At the time of your appointment, you will be asked to show your vision insurance I.D. card or give some other proof of vision insurance coverage. Depending upon your vision plan, you also may be asked to pay a deductible, and/or a co-pay or discounted prices for the services you receive.
If you require prescription eyewear, your optometrist or ophthalmologist may also help you pick out eyeglasses or fit you with contact lenses if these services are available on site.
If you select an out-of-network provider, you can expect to pay the full retail price for the services you want at the time of service. Typically, you must submit a request for reimbursement and an itemized copy of all your receipts to your vision insurance company to receive reimbursement.
How Do I Know When Not To Use My Vision Insurance Benefits?
You may choose not to use your vision insurance when you are restricted to using network providers only, or when...
The optometrist or ophthalmologist you are comfortable using is not on your vision plan's list of preferred providers.
The closest network provider is located farther away than you are willing to travel.
It takes too long or is impossible to obtain a convenient appointment with a network provider.
The selection of eyeglass frames offered by your preferred provider isn't what you want. Eyeglass frames need to suit the shape of your face and should match the fashion statement you want to make.

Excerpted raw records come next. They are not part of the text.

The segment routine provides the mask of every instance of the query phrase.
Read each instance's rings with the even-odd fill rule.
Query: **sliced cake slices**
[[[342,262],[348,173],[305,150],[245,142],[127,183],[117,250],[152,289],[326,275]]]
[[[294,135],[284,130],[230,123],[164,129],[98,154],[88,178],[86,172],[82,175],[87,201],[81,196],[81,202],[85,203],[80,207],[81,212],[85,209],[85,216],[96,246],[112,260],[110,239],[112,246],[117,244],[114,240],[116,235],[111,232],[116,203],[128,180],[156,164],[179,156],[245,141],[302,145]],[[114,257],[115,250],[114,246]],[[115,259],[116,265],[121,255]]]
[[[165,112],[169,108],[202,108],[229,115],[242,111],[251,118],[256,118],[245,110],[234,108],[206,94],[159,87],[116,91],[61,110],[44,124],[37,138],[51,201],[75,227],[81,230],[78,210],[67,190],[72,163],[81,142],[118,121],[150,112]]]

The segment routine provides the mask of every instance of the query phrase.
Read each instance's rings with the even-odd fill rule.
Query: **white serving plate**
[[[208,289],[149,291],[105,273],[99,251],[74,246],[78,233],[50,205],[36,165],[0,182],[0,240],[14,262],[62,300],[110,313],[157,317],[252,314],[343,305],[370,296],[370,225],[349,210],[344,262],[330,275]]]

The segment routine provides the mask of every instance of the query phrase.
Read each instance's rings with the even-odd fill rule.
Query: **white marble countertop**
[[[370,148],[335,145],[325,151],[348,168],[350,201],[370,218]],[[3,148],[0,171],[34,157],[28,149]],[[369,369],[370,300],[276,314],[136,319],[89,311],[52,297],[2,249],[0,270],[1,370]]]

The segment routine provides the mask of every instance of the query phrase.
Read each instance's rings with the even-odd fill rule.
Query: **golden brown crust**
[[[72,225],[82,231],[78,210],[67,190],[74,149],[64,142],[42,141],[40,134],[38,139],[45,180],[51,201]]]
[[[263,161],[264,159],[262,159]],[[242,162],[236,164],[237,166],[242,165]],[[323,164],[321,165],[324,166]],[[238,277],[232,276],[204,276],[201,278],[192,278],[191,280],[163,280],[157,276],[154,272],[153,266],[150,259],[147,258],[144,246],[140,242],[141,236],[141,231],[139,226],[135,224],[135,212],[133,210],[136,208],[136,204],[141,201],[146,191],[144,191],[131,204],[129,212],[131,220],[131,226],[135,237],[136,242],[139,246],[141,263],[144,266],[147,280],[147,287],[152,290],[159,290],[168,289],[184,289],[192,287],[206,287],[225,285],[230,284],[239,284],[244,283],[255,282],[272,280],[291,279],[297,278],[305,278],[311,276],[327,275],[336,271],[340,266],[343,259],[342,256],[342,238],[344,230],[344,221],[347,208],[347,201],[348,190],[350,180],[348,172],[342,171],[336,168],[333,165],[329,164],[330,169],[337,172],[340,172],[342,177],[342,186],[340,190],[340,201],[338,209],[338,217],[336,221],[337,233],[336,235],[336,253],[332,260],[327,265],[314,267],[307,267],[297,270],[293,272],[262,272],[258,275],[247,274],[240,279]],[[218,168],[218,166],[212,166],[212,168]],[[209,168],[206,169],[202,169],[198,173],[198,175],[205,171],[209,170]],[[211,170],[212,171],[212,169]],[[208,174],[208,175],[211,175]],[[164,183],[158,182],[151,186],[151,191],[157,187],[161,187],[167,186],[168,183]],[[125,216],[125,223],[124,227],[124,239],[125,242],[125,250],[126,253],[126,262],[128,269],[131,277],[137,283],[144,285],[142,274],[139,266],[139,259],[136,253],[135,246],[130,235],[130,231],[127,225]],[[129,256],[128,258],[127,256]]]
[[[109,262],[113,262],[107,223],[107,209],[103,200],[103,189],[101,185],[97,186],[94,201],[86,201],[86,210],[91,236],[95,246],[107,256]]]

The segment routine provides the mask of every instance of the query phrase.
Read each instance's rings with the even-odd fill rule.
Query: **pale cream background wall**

When the eyeglass lenses you prefer aren't covered by the vision plan.
When you can obtain a service cheaper by going outside the provider network. For example, some online eyeglass and contact lens services can be obtained very inexpensively.
You may have other considerations when you are planning to undergo LASIK or PRK refractive surgery. Because this is an elective surgical procedure for vision correction, you should choose the most qualified and experienced eye surgeon available. This should be your priority above shopping for the lowest cost or accepting only a provider approved by your vision plan.